Noll Jessica M, Sherafat Arya A, Ford Gregory D, Ford Byron D
Division of Biomedical Sciences, University of California-Riverside School of Medicine, Riverside, CA, United States.
Nanostring Technologies, Seattle, WA, United States.
Front Cell Neurosci. 2024 Apr 4;18:1325630. doi: 10.3389/fncel.2024.1325630. eCollection 2024.
Ischemic stroke is the leading cause of serious long-term disability and the 5th leading cause of death in the United States. Revascularization of the occluded cerebral artery, either by thrombolysis or endovascular thrombectomy, is the only effective, clinically-approved stroke therapy. Several potentially neuroprotective agents, including glutamate antagonists, anti-inflammatory compounds and free radical scavenging agents were shown to be effective neuroprotectants in preclinical animal models of brain ischemia. However, these compounds did not demonstrate efficacy in clinical trials with human patients following stroke. Proposed reasons for the translational failure include an insufficient understanding on the cellular and molecular pathophysiology of ischemic stroke, lack of alignment between preclinical and clinical studies and inappropriate design of clinical trials based on the preclinical findings. Therefore, novel neuroprotective treatments must be developed based on a clearer understanding of the complex spatiotemporal mechanisms of ischemic stroke and with proper clinical trial design based on the preclinical findings from specific animal models of stroke. We and others have demonstrated the clinical potential for neuregulin-1 (NRG-1) in preclinical stroke studies. NRG-1 significantly reduced ischemia-induced neuronal death, neuroinflammation and oxidative stress in rodent stroke models with a therapeutic window of >13 h. Clinically, NRG-1 was shown to be safe in human patients and improved cardiac function in multisite phase II studies for heart failure. This review summarizes previous stroke clinical candidates and provides evidence that NRG-1 represents a novel, safe, neuroprotective strategy that has potential therapeutic value in treating individuals after acute ischemic stroke.

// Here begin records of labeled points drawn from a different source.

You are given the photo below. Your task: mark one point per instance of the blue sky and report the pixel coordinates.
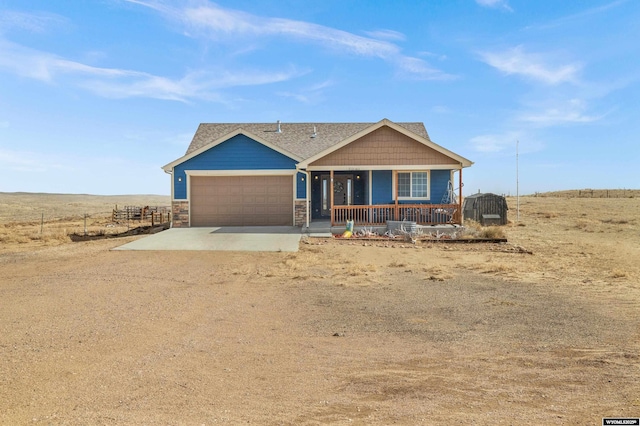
(97, 95)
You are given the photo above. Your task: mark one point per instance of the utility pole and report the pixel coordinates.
(517, 183)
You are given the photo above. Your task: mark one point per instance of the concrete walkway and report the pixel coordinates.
(251, 238)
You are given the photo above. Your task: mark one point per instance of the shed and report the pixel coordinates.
(486, 209)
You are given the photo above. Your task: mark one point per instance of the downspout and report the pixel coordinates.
(307, 195)
(170, 172)
(308, 198)
(460, 199)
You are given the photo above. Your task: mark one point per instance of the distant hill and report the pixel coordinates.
(29, 206)
(590, 193)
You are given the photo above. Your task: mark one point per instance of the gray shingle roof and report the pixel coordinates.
(294, 137)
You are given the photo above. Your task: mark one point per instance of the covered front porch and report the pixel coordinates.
(374, 197)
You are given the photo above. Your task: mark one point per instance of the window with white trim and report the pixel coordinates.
(413, 185)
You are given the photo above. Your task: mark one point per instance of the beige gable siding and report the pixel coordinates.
(384, 147)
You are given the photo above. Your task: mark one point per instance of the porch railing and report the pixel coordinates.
(423, 214)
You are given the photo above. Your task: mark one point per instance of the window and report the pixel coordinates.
(413, 185)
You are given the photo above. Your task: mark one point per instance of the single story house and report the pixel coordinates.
(246, 174)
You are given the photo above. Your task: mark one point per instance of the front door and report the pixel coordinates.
(342, 192)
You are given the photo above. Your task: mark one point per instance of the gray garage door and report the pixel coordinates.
(241, 200)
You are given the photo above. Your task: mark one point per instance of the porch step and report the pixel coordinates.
(325, 230)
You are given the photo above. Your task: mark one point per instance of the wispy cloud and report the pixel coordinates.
(123, 83)
(386, 35)
(493, 143)
(587, 13)
(496, 4)
(216, 23)
(534, 66)
(308, 95)
(571, 112)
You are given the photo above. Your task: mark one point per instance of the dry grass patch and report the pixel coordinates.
(492, 232)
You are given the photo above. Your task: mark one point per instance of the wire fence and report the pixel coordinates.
(83, 223)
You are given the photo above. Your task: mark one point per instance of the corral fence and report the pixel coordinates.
(591, 193)
(155, 214)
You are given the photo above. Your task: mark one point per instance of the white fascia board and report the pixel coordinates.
(277, 172)
(389, 167)
(224, 139)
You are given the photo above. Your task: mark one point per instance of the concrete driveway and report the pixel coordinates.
(250, 238)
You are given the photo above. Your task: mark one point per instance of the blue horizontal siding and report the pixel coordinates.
(238, 153)
(382, 187)
(301, 186)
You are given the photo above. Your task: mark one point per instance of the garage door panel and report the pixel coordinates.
(241, 200)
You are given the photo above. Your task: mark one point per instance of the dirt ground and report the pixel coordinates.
(342, 332)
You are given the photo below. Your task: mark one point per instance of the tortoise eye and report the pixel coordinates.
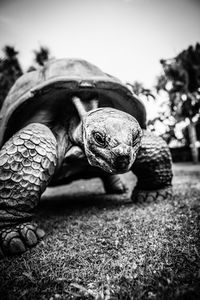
(99, 139)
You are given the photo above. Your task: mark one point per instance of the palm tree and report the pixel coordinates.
(181, 80)
(42, 56)
(10, 70)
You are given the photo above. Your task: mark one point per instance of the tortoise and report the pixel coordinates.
(65, 121)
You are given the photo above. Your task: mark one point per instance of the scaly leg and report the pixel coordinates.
(153, 169)
(27, 163)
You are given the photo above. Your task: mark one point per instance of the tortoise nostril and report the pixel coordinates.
(122, 161)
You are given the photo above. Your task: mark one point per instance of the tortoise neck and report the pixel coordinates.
(77, 135)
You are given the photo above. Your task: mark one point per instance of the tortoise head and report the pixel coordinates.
(111, 139)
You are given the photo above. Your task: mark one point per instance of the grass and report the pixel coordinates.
(102, 247)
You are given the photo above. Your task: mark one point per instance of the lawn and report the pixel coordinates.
(102, 247)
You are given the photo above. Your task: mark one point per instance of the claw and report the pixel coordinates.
(16, 240)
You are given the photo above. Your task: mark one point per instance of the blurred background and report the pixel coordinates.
(151, 45)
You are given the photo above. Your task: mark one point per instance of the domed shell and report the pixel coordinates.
(70, 75)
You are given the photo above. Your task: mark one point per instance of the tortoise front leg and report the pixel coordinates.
(153, 168)
(27, 163)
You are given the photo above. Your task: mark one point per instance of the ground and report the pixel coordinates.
(102, 247)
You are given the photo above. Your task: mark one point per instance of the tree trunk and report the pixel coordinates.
(193, 140)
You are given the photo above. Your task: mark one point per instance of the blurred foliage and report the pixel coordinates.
(10, 70)
(139, 89)
(181, 80)
(10, 67)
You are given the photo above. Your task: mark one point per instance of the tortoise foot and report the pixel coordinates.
(113, 184)
(16, 240)
(151, 196)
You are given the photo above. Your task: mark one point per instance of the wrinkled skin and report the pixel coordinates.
(111, 139)
(108, 139)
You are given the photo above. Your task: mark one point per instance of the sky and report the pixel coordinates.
(125, 38)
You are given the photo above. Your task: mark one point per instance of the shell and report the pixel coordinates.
(68, 76)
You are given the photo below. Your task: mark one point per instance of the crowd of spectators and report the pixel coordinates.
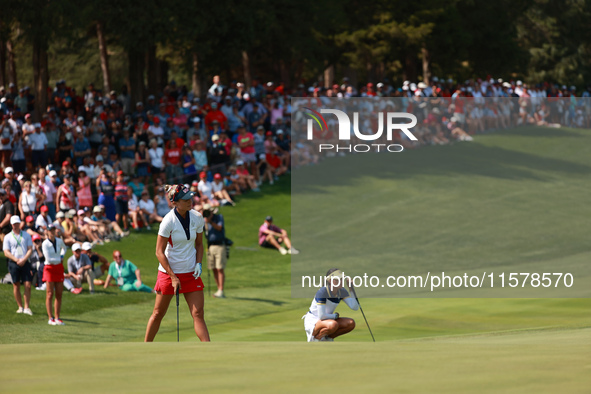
(94, 164)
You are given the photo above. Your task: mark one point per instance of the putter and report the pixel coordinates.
(361, 309)
(177, 315)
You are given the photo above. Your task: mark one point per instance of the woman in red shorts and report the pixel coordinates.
(53, 274)
(179, 250)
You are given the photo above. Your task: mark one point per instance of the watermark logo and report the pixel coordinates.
(346, 132)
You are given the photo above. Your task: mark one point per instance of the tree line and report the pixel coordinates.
(289, 41)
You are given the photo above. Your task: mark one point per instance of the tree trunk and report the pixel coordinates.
(100, 33)
(246, 68)
(151, 70)
(3, 63)
(40, 78)
(426, 65)
(137, 60)
(11, 63)
(195, 85)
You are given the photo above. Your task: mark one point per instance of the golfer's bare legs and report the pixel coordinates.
(160, 308)
(195, 300)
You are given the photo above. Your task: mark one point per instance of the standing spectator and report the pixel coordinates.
(127, 149)
(142, 162)
(247, 152)
(6, 212)
(53, 274)
(219, 190)
(174, 172)
(126, 274)
(18, 247)
(107, 195)
(38, 142)
(271, 236)
(148, 209)
(27, 201)
(66, 197)
(121, 201)
(216, 247)
(80, 268)
(156, 154)
(81, 148)
(83, 189)
(188, 163)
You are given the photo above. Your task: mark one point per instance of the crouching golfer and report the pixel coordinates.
(179, 250)
(321, 322)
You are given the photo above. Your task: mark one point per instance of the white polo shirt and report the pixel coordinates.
(180, 251)
(53, 251)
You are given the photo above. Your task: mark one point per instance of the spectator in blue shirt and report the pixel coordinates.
(127, 148)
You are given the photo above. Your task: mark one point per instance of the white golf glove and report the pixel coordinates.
(198, 270)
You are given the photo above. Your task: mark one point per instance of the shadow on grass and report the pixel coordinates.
(272, 302)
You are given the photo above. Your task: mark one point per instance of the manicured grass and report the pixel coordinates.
(514, 199)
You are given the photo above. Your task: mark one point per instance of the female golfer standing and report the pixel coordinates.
(53, 274)
(321, 322)
(179, 250)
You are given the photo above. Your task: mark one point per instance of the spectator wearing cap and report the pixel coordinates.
(83, 189)
(205, 190)
(200, 155)
(172, 154)
(66, 196)
(188, 163)
(27, 202)
(271, 236)
(142, 162)
(148, 209)
(106, 198)
(99, 263)
(53, 249)
(162, 203)
(220, 192)
(127, 148)
(38, 142)
(245, 178)
(6, 136)
(48, 189)
(43, 220)
(126, 274)
(18, 247)
(80, 268)
(121, 200)
(81, 148)
(6, 212)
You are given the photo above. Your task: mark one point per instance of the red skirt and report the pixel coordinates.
(53, 273)
(188, 283)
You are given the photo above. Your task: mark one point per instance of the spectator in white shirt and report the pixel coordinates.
(148, 209)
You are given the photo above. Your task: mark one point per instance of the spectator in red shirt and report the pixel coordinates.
(216, 114)
(172, 155)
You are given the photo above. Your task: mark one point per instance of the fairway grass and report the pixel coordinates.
(541, 362)
(440, 345)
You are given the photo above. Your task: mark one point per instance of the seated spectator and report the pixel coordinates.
(95, 258)
(245, 176)
(220, 192)
(148, 209)
(134, 211)
(206, 191)
(126, 274)
(162, 203)
(271, 236)
(80, 268)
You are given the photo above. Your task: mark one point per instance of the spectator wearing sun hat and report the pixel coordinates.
(80, 268)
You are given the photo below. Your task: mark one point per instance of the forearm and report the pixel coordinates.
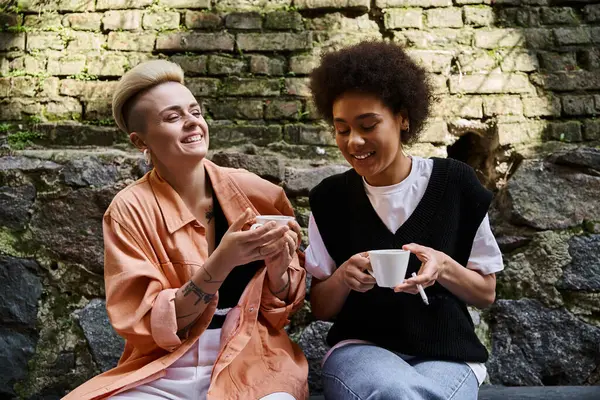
(468, 285)
(192, 298)
(328, 297)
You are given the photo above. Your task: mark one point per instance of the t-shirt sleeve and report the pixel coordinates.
(486, 256)
(318, 262)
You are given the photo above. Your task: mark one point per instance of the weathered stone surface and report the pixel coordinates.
(15, 351)
(195, 41)
(404, 18)
(89, 172)
(274, 41)
(314, 345)
(74, 239)
(105, 344)
(534, 270)
(268, 167)
(21, 289)
(549, 196)
(583, 273)
(311, 4)
(541, 346)
(15, 205)
(251, 20)
(300, 181)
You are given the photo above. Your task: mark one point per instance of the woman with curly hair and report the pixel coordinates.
(390, 344)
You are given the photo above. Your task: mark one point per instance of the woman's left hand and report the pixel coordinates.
(433, 265)
(278, 264)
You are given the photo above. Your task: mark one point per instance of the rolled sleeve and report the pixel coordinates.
(163, 320)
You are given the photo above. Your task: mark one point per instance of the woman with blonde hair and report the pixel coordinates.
(200, 299)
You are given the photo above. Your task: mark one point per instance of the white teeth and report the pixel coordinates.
(192, 139)
(363, 156)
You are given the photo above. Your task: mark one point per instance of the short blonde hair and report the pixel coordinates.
(140, 78)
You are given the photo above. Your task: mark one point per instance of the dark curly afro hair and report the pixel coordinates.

缺血性中风是导致严重长期残疾的主要原因,也是美国第五大死因。通过溶栓或血管内血栓切除术使闭塞的脑动脉再通,是唯一经临床认可的有效中风治疗方法。包括谷氨酸拮抗剂、抗炎化合物和自由基清除剂在内的几种潜在神经保护剂,在脑缺血的临床前动物模型中显示为有效的神经保护剂。然而,这些化合物在中风后的人类患者临床试验中并未显示出疗效。翻译失败的原因包括对缺血性中风的细胞和分子病理生理学了解不足、临床前研究与临床研究不一致以及基于临床前研究结果的临床试验设计不当。因此,必须在更清楚地了解缺血性中风复杂的时空机制的基础上,根据特定中风动物模型的临床前研究结果进行适当的临床试验设计,来开发新的神经保护治疗方法。我们和其他人已经在临床前中风研究中证明了神经调节蛋白-1(NRG-1)的临床潜力。在治疗窗大于13小时的啮齿动物中风模型中,NRG-1显著减少了缺血诱导的神经元死亡、神经炎症和氧化应激。在临床上,NRG-1在人类患者中显示是安全的,并且在多中心II期心力衰竭研究中改善了心脏功能。这篇综述总结了先前的中风临床候选药物,并提供证据表明NRG-1代表了一种新型、安全的神经保护策略,在治疗急性缺血性中风后的个体方面具有潜在的治疗价值。